British book publisher (1919–1978)

Dennis Dobson (1919 – 1978) was a British book publisher who was the eponymous founder of a small but respected company in London.

==Background==
Set up in 1944 and run from his house at 80 Kensington Church Street, Dobson Books is variously described as having been "diverse, original, and occasionally successful", "notable and pioneering" "left-wing" and a "very literary but somewhat idiosyncratic firm". The publishing house became renowned for its musicology list, and also published fiction (some in translation) including a strong science fiction list, as well as books imported from the United States.

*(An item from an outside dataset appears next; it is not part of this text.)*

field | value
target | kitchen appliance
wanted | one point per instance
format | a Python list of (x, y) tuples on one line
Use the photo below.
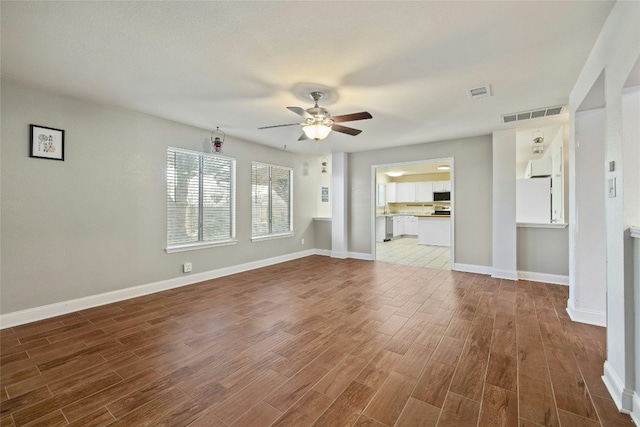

Among the diverse list of authors published by Dobson were Irving Adler, Isaac Asimov, Robert Benchley, John W. Campbell, John Christopher, Avril Coleridge-Taylor, Ivor Cutler, Norman Demuth, Wallace Fowlie, John Glashan, Albert Gleizes, Nicholas Stuart Gray, Joseph L. Green, Gerard Hoffnung, Eric Hope, F. W. Harvey, Lillian Rosanoff Lieber, Margaret Mahy, Menon Marath, Spike Milligan, Marcello Minale, Carl Nielsen, Wilfrid Noyce, Frederik Pohl, Francis Poulenc, George Padmore, Ian Parrott, Eric Frank Russell, Jean Marie Stine, Marie Seton, Katherine Binney Shippen, Nigel Tranter, Jack Vance, Ricardo Viñes, Peter Warlock, Richard Wright, and others.

==Personal life==
In 1953, Dobson married Margaret Green (1928–2014), whose first job had been as his secretary, and they had four sons and three daughters. Dobson died in 1978 aged 59, after suffering a brain haemorrhage on the train returning from the Frankfurt Book Fair. After his death, the publishing company was wound down and his widow bought and restored Brancepeth Castle.